Vicky Phelan will be taking a back seat from her relentless campaigning as she has been accused of "bringing down the cervical screening program" responsible for the scandal.

The brave Limerick mother who was the first to expose the cancer screening scandal has said she is taking a break from campaigning due to the lack of empathy shown towards affected women and their families.

 Read more: Ireland’s bravest woman faces deadly cancer battle she should not be fighting

Phelan announced her decision on Twitter ahead of a meeting with Taoiseach Leo Varadkar.

I will be taking a break from Twitter and from all #CervicalCheckScandal campaigning after tomorrow, some of you will be glad to know. I am deeply disturbed by the lack of empathy in some quarters towards the women & families affected by the scandal.

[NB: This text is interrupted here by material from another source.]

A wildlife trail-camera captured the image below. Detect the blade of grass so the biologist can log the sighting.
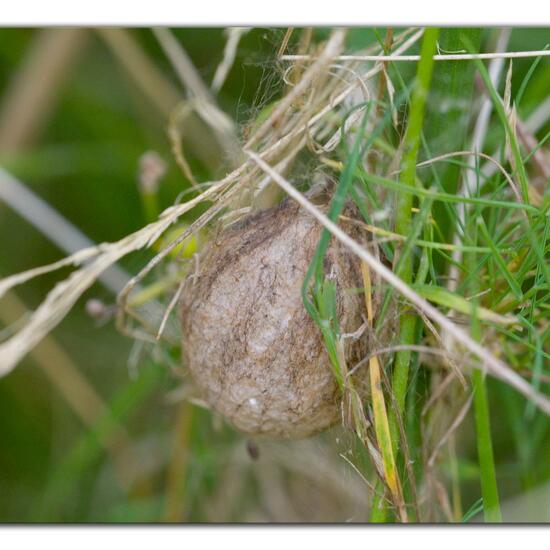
[361,262,407,522]
[392,28,439,454]
[465,219,502,523]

— Vicky Phelan (@PhelanVicky) July 31, 2018

I can only speak for myself here. For those of you who are condemning me for 'bringing down the cervical screening programme', I never missed a smear and NEVER had an abnormal smear until I was diagnosed in July 2014 with invasive cervical cancer

— Vicky Phelan (@PhelanVicky) July 31, 2018

I found out THREE years later, in Sept 2017, that a smear from 2011, which was originally read as No Abnormality Detected' was, when audited, full of CANCER, not pre-cancerour CINI, II or III but Squamous Cell Carcinoma. P8 for the medical heads.

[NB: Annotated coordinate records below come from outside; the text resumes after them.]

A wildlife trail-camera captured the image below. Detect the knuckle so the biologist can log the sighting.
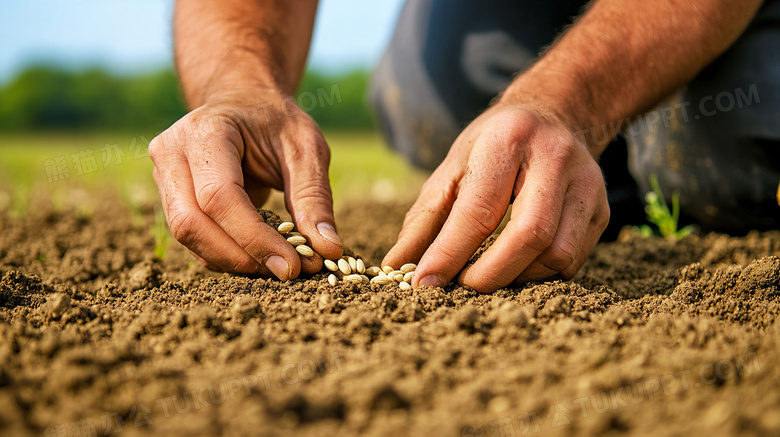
[460,196,504,234]
[195,181,228,218]
[539,241,577,272]
[291,180,332,205]
[519,217,558,252]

— Vicky Phelan (@PhelanVicky) July 31, 2018

IF my smear in 2011 had been CORRECTLY read, I would only have had to have a hysterectomy and would have had a 90% chance of being cured. I will be fighting to stay alive for the rest of my life so forgive me if I am angry and upset and fighting for change.

— Vicky Phelan (@PhelanVicky) July 31, 2018

I WANT a screening programme that I can trust. I have a daughter that I will be leaving behind. So get off your high horses and help me to change and to ensure that we have a screening programme that we CAN trust.

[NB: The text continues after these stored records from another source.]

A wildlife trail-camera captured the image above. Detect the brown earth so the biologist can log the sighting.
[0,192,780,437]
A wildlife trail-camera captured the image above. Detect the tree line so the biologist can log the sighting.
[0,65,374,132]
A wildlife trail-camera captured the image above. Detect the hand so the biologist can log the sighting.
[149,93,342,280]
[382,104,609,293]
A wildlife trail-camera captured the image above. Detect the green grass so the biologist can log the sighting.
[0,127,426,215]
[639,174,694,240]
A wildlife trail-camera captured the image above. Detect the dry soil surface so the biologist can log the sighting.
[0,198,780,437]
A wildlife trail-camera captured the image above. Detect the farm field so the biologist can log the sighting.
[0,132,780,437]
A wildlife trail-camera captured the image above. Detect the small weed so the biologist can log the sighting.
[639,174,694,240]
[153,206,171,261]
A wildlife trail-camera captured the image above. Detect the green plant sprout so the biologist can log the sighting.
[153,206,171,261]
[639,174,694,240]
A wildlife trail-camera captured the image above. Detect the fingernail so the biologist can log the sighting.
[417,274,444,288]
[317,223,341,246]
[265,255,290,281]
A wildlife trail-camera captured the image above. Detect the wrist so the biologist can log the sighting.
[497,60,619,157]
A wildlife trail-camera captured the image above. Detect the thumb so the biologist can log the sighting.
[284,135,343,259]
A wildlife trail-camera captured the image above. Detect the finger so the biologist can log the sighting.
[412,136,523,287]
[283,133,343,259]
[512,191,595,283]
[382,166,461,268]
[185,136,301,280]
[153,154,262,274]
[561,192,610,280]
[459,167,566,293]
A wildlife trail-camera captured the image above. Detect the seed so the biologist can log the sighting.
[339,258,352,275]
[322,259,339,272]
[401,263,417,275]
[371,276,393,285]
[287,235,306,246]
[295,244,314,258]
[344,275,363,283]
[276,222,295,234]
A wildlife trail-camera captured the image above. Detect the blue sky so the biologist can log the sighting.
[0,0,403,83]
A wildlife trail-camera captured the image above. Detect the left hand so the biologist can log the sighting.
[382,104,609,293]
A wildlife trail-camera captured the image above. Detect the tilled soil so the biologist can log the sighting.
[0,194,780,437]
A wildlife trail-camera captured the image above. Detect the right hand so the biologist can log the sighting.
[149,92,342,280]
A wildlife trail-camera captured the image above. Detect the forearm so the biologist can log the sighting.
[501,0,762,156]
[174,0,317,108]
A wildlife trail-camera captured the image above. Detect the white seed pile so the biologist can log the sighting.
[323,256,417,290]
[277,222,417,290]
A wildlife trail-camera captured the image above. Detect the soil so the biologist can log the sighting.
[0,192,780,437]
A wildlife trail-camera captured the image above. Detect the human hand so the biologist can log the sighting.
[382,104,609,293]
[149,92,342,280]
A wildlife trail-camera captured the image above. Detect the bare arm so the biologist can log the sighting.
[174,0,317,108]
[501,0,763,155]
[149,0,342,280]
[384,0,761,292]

— Vicky Phelan (@PhelanVicky) July 31, 2018

In response, many Twitter users commended the terminally ill mother-of-two.

"As a health professional...as a Patient advocate...as a Mum,daughter,sister and aunt...Trust in our services is what we should all be working towards. A bit of understanding and empathy for those who have been failed would be really good," Triona Murphy wrote.

Miriam Silke added, "Well said Vicky. I too have been criticised by 'scientists' for 'undermining' the screening programme. My sister - one of the 18 - would not have died in 2016 if her smears had been correctly read. I too want a screening programme my daughter and her 2 daughters can trust."

Read More: Brave Irish mom dying of cancer wows audience with stand-up comedy routine

Read More: Irish Mom victim of cervical cancer reveals cancer has spread to brain

After meeting with the Taoiseach, Phelan said that she was reassured in relation to the State Claims Agency and mediation.

"The Taoiseach has promised me he meant what he said - the State is going to endeavor to settle all cases through mediation.

"Where mediation doesn't work and labs are contesting, an alternative dispute resolution mechanism will be sculpted out."

Vicky Phelan met the Taoiseach again this afternoon for assurances that victims of the cervical check scandal won’t have to go through the court process. She said she will be back after a break to ensure this happens #vickyphelan #CervicalCheckScandal pic.twitter.com/LU1SxFzQ2I

— Gail Conway (@Gailiana) August 1, 2018

Phelan was also told that letters of consent are "being prepared" for the 221 families affected by the cervical cancer smear check scandal. However, she was given "no indication as to how long that will take".